Electron-induced secondary electrons in low-pressure capacitively coupled radio-frequency plasmas

We investigate the effects of secondary electrons (SEs) induced by electrons on the discharge characteristics in low-pressure single-frequency capacitively coupled plasmas (CCPs) by Particle-in-Cell/Monte Carlo Collisions simulations. Such SEs ($\delta$-electrons) were found to have a remarkable influence on the plasma parameters in argon at 0.5 Pa and 6.7 cm gap between SiO$_2$ electrodes (B. Horv\'ath et al. 2017 \textit{Plasma Sources Sci. Technol.} \textbf{26} 124001). Here we study the impact of $\delta$-electrons on the ionization dynamics and plasma parameters at various pressures and voltage amplitudes, assuming different SE yields for ions ($\gamma$-coefficient).
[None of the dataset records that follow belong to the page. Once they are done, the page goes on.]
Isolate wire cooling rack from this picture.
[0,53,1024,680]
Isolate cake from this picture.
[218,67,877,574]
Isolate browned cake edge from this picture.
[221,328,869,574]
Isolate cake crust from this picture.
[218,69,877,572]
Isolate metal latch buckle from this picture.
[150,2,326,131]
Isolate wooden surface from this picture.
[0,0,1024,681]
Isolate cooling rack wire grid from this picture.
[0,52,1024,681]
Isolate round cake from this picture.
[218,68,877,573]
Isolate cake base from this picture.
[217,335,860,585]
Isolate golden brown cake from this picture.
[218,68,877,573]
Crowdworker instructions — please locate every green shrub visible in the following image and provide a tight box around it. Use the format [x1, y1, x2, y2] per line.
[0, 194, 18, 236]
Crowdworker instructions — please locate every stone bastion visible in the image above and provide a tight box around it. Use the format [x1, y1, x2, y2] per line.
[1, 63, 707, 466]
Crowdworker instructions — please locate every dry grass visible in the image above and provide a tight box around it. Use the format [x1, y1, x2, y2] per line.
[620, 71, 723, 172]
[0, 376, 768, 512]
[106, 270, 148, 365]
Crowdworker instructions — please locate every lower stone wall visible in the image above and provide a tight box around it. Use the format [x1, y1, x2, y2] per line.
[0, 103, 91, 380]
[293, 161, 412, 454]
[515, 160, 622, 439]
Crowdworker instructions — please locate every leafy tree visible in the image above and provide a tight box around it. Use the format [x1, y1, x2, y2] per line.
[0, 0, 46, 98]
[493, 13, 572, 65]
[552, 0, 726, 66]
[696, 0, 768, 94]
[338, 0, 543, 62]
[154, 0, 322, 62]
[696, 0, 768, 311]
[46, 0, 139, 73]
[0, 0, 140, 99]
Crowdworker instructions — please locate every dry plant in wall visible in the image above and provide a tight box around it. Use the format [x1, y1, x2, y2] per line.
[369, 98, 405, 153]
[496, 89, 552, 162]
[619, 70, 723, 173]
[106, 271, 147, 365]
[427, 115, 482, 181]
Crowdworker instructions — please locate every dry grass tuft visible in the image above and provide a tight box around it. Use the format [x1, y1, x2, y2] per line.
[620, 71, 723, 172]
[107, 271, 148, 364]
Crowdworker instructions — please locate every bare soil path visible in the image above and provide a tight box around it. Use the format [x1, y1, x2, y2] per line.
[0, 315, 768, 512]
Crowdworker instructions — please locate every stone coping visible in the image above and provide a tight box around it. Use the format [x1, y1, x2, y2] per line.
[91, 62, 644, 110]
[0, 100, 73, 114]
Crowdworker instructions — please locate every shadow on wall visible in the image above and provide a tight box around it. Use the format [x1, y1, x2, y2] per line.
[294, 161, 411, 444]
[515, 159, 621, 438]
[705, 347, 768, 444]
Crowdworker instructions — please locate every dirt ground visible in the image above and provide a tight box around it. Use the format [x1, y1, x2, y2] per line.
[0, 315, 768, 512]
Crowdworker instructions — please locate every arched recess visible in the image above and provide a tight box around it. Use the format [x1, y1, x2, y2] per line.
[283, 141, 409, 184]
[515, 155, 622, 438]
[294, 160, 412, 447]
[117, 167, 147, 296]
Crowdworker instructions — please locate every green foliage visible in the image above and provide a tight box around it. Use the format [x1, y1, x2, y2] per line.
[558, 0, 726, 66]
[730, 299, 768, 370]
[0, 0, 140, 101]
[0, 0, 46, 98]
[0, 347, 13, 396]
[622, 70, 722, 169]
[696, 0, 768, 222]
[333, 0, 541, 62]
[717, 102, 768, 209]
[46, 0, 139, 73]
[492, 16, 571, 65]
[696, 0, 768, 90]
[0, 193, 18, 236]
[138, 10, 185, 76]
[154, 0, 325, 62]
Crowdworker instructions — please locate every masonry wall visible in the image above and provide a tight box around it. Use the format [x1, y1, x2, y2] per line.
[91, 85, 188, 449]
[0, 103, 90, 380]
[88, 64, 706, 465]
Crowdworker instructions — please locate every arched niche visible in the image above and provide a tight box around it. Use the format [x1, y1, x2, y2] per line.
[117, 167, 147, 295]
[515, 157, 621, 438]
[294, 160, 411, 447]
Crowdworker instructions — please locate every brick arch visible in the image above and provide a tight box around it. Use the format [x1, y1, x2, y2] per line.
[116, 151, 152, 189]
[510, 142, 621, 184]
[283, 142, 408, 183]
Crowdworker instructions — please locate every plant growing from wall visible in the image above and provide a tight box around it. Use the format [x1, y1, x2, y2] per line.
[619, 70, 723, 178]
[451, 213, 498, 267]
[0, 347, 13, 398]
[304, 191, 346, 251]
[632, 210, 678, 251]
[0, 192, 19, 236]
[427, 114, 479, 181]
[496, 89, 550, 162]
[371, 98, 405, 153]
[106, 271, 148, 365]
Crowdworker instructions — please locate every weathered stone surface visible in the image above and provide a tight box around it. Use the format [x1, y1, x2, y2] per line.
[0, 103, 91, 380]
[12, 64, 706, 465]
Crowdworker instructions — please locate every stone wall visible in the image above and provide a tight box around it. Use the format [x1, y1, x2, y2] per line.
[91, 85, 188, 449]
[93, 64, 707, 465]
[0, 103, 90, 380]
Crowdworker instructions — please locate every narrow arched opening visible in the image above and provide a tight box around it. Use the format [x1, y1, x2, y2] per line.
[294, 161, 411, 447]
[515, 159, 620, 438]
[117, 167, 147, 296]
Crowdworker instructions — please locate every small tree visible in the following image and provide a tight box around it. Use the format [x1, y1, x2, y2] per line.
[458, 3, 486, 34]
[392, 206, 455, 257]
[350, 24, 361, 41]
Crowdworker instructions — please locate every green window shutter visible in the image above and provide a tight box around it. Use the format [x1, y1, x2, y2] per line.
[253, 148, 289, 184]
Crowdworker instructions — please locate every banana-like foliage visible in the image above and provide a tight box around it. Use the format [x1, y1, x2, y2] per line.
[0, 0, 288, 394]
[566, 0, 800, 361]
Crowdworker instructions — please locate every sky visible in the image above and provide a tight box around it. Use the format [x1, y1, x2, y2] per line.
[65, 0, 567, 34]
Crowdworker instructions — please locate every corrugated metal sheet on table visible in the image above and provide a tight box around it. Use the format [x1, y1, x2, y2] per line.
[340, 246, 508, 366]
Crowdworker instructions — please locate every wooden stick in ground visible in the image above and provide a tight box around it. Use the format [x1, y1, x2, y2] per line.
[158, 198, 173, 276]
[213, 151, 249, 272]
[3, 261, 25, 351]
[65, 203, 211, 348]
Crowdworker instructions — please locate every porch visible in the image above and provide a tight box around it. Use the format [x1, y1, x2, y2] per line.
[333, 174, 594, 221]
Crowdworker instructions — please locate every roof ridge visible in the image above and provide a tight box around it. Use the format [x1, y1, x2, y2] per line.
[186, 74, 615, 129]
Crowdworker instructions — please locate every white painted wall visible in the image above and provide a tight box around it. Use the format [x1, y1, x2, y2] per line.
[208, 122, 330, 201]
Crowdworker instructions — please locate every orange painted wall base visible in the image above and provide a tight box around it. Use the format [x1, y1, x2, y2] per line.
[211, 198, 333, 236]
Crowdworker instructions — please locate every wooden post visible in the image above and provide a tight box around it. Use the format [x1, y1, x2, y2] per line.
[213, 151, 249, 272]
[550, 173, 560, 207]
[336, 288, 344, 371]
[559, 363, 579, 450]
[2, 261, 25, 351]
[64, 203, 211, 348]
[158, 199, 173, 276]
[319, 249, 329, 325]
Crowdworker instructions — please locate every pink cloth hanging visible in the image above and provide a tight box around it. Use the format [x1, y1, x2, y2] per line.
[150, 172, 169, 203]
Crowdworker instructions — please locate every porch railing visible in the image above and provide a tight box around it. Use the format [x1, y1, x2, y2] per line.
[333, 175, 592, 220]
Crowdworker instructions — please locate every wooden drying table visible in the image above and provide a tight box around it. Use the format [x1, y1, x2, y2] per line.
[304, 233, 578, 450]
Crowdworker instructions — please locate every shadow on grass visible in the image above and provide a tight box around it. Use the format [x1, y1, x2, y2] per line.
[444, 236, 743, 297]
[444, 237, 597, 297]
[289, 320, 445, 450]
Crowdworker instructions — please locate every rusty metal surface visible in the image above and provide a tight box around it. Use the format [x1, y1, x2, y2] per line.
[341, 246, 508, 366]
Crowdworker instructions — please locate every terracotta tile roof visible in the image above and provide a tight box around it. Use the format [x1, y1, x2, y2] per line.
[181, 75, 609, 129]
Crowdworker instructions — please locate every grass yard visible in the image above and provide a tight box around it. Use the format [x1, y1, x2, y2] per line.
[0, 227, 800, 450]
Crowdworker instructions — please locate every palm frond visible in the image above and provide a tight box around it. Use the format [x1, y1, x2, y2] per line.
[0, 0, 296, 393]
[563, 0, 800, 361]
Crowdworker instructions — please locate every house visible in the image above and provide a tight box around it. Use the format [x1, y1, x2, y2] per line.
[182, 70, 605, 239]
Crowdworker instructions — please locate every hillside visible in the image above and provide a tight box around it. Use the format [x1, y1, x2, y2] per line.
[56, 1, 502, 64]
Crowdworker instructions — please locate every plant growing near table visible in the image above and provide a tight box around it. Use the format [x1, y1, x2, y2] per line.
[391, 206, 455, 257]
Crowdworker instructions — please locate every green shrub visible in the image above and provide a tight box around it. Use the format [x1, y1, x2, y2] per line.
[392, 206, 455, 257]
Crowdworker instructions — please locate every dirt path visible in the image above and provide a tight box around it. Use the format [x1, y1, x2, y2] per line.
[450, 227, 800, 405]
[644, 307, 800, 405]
The voltage amplitude, the gas pressure and the value of the $\gamma$-coefficient affect the role of $\delta$-electrons in the ionization dynamics. While their effect is most striking at low pressures, high voltage amplitudes and high $\gamma$-coefficients, in the whole parameter regime investigated here the realistic description of the electron-surface interaction changes significantly the computed plasma parameters compared to results based on a widely used simple model for the description of the electron-surface interaction.